= Floor medallion =

Ornamental motif in flooring

A floor medallion is generally a centerpiece of flooring design that can be made with various flooring materials, including natural stone, wood, metal, tile, glass or a variety of other materials suitable for flooring. The pattern can be created using various methods such as mosaic, intarsia, and marquetry.

Floor medallion using stone intarsia (full thickness puzzle piece assembly)

With a mosaic, small pieces of flooring material are put together to develop a pattern. This can be done in a direct, indirect, or double indirect method. In the direct method small pieces are set directly into a bonding substrate like cement. Using an indirect method the pieces would be placed face down against paper or other material with a temporary adhesive. After the design is completed face down the entire section would be set into the floor and then have the paper removed, revealing the mosaic floor.

With intarsia pieces are cut to fit together like a puzzle. The pieces are generally thicker that those used in marquetry, and often full thickness rather than being laminated. For flooring the pattern is generally created face down so that it remains level and then flipped over and transferred into the floor.

Marquetry is often associated with woodworking, but can be done with any thin material. With marquetry very thin veneer, generally 1/16 inch or less and is cut to shape and then laminated over another surface. Inlay is thicker than marquetry, generally 1/8 to 5/8 inch thick, and is set within the material.
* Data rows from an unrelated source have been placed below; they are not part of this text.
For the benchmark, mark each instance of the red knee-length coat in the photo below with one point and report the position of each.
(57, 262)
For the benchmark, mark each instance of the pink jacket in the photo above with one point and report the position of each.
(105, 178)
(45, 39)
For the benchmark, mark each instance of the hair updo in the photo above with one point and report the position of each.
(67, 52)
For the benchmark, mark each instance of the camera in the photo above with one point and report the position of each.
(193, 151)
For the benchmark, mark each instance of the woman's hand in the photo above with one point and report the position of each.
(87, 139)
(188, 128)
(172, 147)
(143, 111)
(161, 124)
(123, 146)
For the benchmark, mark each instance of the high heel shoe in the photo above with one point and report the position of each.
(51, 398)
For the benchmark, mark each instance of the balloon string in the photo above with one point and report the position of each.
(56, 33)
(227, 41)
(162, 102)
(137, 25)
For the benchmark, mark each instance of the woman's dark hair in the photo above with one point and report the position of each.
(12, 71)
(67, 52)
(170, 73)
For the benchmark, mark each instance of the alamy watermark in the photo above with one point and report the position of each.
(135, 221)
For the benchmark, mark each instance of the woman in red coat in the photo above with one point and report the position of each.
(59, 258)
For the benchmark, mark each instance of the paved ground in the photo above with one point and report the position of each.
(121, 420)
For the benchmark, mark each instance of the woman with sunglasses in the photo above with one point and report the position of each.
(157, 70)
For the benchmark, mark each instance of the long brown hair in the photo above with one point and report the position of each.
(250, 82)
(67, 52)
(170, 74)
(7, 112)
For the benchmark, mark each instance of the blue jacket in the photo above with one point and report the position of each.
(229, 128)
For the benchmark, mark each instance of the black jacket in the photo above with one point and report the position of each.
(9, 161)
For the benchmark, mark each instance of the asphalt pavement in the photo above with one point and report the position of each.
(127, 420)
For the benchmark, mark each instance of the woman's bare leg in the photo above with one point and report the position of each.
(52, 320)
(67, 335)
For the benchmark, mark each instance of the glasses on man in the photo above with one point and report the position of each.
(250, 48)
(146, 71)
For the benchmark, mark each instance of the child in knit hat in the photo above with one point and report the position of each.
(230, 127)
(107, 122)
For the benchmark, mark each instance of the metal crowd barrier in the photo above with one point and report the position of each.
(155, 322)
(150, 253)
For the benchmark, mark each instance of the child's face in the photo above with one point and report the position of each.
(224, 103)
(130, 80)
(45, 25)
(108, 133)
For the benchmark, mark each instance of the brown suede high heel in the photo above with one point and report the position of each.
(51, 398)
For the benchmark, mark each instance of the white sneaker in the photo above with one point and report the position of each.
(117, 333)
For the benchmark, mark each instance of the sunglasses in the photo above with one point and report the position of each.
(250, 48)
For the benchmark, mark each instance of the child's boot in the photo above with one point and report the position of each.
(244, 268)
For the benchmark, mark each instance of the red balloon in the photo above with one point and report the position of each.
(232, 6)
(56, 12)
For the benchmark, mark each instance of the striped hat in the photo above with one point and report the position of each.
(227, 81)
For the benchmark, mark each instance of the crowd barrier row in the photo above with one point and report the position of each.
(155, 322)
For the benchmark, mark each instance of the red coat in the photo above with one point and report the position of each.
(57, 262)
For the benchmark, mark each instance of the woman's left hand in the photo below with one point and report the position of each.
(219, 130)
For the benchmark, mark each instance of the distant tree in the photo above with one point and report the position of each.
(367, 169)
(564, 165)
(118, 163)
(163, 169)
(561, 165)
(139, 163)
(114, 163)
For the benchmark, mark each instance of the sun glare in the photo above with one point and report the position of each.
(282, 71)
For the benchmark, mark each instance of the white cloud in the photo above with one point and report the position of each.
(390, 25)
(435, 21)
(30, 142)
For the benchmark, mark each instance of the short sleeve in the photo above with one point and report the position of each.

Mosaics have a distinctly different appearance than intarsia or marquetry. Intarsia and marquetry can appear very similar, but marquetry is much more common when semiprecious, or precious materials are being used.

Architects like Louis Sullivan used these to create unique centrepieces within spaces usually presenting an absence of detail. This was widely exhibited in his design of the 1904 department store known since that time as Carson Pirie Scott and Company.